Für den Kauf müssen Drittstaatenbürger in Wien eine Genehmigung nach dem Ausländergrunderwerbsgesetz beantragen. Mit der Dauer des Aufenthalts steigt auch die Wahrscheinlichkeit, dass Zugewanderte in eigenes Eigentum investieren. Ohne vorher zumindest einen dauerhaften Aufenthaltstitel zu haben, würden sie jedoch ein gewisses Risiko eingehen.

Weder für Clemens noch für Polina steht ein Wohnungskauf im Raum. Nach dem Studium will Polina aber im Land bleiben: „Ob es sich mit dem ganzen Papierzeug ausgeht, ist eine andere Frage“, sagt sie.
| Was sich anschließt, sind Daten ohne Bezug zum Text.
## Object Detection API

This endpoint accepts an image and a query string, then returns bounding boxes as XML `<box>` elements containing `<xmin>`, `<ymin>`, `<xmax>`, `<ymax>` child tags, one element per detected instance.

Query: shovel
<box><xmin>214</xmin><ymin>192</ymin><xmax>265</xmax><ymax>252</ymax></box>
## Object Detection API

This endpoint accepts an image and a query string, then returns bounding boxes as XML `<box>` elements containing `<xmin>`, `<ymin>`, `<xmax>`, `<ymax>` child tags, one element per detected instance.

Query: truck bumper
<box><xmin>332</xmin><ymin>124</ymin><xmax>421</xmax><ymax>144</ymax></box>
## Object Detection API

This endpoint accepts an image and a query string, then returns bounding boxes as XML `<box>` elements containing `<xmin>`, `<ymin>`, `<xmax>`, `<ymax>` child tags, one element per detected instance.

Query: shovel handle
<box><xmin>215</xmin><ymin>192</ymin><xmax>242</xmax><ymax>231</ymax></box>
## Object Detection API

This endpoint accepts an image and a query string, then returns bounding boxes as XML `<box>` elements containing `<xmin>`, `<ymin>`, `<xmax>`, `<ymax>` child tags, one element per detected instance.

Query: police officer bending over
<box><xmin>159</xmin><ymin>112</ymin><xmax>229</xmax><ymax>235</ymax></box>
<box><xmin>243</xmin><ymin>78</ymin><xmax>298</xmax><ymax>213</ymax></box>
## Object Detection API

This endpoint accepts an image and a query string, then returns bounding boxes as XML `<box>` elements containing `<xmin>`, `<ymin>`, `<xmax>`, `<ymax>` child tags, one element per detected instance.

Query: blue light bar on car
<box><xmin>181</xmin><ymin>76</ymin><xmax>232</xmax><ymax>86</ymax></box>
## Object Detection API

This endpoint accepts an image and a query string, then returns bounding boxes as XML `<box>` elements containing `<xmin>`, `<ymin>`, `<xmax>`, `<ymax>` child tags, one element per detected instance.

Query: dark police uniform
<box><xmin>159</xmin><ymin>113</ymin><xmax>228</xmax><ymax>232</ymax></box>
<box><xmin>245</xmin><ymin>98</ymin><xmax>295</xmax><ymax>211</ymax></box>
Denn nach ihrem Abschluss ändert sich ihr Aufenthaltsstatus: Aus dem Studentenvisum muss eine Rot-Weiß-Rot-Karte werden, für die sie wiederum neue Bedingungen erfüllen muss.

Die Familie von Clemens ist mittlerweile nach Spanien gezogen. Er selbst pendelt zwischen Madrid und Wien, wo er nach wie vor im Haus seiner Mutter lebt. Dieses soll jedoch bald verkauft werden. Ob sie danach erneut versuchen werden, eine private Wohnung in Wien zu finden, ist ungewiss.